Question

What is energy? Prove that work done by an object is equal to the difference between kinetic energy in its two states.

Answer 1

Hint:The potential energy stored by an object's position in a force field (gravitational, electric, or magnetic), the elastic energy stored by stretching solid objects, the chemical energy released when a fuel burns, the radiant energy carried by light, and the thermal energy due to an object's temperature are all examples of common forms of energy.

Complete step by step answer:
Energy is the quantitative quality that must be supplied to a body or physical system in order to perform work on it or to heat it, according to physics. Energy is a conserved quantity, meaning it may be transformed in form but not generated or destroyed, according to the rule of conservation of energy. The joule is the energy supplied to an item by the effort of moving it a distance of one metre against a force of one newton, as defined by the International System of Units (SI).

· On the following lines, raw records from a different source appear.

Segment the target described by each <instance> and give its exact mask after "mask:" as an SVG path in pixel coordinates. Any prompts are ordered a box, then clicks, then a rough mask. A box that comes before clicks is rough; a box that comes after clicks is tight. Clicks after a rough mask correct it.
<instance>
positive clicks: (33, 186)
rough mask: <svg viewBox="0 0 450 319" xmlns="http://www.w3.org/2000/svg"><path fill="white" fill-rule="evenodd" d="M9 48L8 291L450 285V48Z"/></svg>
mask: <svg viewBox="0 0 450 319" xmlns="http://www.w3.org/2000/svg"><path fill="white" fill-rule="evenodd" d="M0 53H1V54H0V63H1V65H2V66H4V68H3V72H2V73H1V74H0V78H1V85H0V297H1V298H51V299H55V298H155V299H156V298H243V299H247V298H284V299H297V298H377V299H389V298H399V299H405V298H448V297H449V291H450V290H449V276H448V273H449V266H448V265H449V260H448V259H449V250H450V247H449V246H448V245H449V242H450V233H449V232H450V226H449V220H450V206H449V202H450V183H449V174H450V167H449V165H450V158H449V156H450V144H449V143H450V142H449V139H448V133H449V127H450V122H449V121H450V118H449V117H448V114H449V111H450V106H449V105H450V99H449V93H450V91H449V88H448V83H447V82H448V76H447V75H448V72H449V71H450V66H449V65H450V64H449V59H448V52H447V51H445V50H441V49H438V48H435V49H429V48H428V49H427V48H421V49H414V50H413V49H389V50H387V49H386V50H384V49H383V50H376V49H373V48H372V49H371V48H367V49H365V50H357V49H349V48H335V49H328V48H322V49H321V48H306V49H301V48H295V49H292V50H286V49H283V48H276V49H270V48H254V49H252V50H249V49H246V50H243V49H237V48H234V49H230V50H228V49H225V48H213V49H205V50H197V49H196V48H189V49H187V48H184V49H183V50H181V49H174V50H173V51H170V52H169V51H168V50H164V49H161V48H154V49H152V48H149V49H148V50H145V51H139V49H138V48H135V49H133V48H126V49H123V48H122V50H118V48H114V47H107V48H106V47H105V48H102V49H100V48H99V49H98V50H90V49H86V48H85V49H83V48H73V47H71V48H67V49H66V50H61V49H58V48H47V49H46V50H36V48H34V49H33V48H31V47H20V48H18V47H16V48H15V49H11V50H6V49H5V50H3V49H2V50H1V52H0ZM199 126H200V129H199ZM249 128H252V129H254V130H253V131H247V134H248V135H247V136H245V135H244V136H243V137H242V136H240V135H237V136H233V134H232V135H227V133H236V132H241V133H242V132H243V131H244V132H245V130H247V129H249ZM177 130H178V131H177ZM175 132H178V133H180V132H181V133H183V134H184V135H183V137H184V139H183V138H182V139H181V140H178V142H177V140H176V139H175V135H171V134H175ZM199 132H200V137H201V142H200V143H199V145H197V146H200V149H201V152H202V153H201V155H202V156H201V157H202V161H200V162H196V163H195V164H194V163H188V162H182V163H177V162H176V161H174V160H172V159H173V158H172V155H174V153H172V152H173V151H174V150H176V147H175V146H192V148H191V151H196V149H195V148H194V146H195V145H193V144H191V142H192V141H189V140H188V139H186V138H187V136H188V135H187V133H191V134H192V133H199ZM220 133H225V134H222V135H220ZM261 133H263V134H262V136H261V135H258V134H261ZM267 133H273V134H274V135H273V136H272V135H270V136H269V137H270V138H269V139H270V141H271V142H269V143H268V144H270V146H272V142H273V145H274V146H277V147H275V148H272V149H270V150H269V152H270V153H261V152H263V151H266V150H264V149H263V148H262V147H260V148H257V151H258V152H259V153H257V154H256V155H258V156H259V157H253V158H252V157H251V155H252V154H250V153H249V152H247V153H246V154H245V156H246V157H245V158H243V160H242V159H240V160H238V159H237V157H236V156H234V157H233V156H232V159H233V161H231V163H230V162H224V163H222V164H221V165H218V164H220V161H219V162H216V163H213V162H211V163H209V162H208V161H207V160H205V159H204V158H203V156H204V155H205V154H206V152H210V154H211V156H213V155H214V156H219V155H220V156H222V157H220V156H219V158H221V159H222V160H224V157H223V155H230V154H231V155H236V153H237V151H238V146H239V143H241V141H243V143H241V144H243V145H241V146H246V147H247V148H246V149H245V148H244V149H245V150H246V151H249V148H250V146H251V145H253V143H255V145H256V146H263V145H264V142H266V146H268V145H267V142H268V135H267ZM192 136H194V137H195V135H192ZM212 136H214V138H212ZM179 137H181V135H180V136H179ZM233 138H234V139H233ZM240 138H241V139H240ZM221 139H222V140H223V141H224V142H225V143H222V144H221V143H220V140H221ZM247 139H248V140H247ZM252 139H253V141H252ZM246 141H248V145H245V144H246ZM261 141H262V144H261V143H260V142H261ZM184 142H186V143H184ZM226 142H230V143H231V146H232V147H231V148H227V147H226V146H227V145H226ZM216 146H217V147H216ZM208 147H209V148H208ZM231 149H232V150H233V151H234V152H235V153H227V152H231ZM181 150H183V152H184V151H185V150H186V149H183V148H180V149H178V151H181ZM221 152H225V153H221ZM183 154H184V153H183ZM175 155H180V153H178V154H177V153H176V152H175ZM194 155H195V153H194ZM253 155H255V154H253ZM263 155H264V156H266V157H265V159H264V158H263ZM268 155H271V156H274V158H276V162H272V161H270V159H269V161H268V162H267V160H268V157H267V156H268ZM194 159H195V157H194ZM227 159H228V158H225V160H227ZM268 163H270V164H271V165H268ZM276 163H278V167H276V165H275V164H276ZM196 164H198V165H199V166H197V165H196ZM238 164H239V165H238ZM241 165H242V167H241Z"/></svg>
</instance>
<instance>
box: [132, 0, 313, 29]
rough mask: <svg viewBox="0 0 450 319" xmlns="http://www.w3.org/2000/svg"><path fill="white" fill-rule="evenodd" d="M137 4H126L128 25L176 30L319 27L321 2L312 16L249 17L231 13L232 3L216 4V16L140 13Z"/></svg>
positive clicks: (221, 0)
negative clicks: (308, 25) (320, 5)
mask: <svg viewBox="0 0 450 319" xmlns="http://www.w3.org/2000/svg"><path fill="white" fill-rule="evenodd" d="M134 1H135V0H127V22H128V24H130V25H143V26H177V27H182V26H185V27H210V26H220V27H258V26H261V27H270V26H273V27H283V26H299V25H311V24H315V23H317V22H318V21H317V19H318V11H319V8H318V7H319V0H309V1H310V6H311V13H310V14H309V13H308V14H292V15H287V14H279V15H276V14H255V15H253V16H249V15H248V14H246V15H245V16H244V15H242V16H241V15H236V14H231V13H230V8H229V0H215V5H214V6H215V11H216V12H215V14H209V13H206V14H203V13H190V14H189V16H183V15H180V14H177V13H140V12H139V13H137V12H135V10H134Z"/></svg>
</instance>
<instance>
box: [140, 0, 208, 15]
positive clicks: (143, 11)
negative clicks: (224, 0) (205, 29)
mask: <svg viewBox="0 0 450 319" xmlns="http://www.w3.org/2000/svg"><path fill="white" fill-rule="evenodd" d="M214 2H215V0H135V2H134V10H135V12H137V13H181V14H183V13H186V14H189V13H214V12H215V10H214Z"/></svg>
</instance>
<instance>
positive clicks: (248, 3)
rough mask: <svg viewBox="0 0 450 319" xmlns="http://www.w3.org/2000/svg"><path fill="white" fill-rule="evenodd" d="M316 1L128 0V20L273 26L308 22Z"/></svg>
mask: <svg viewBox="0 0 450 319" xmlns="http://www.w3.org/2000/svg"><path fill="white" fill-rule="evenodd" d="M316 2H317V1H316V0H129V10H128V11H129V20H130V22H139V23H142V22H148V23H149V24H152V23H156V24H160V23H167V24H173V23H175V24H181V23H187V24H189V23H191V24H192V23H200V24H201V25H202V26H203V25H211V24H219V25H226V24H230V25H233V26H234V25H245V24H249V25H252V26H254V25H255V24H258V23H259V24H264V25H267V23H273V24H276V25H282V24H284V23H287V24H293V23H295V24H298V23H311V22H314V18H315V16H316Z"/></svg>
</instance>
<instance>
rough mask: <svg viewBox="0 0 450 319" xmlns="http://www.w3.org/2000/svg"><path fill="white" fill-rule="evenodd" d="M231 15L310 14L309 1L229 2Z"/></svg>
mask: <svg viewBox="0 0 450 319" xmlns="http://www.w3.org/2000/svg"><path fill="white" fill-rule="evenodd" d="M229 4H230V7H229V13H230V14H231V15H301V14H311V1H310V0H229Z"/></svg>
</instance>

Newton's second law may be used to develop the work-energy theorem.Work is the process of transferring energy from one location to another or from one form to another. Work can affect the potential energy of a mechanical device, the heat energy in a thermal system, or the electrical energy in an electrical device in more generic systems than the particle system described here.

The work and kinetic energy principle (also known as the work-energy theorem) says that the work done by all forces acting on a particle equals the change in the particle's kinetic energy. By defining the work of the torque and rotational kinetic energy, this concept may be extended to rigid bodies. The change in kinetic energy KE is equal to the work W done by the net force on a particle:
\[W = \Delta KE = \dfrac{1}{2}m{v_f}^2 - \dfrac{1}{2}m{v_i}^2\]
where${v_i}$ and ${v_f}$ are the particle's initial and final speeds, respectively, and m is the particle's mass.

For the purpose of simplicity, we'll assume that the resulting force F is constant in size and direction, and that it's parallel to the particle's motion. The particle is travelling in a straight path with constant acceleration. The equation F = ma (Newton's second law) describes the link between net force and acceleration, and the particle's displacement d may be calculated using the equation:
\[{\text{v}}_{\text{f}}^2 = {\text{v}}_{\text{i}}^2 + 2{\text{ad}}\]
We obtaining
\[\dfrac{{{\text{v}}_{\text{f}}^2{\text{ - v}}_{\text{i}}^2}}{{2a}}{\text{ = d}}\]

The product of the net force's magnitude (F=ma) and the particle's displacement is used to compute the net force's work. When the aforementioned equations are substituted, we get:
\[W = Fd \\
\Rightarrow W= ma\dfrac{{{v_f}^2 - {v_i}^2}}{{2a}} \\
\Rightarrow W= \dfrac{1}{2}m{v_f}^2 - \dfrac{1}{2}m{v_i}^2 \\
\Rightarrow W= K{E_f} - K{E_i} \\
\therefore W= \Delta KE\]

Note:When energy is trapped in a system with zero velocity and can be weighed, it becomes weight. It's also the same as mass, and it's always connected with mass. As explained in mass-energy equivalence, mass is also comparable to a specific quantity of energy and is always connected with it.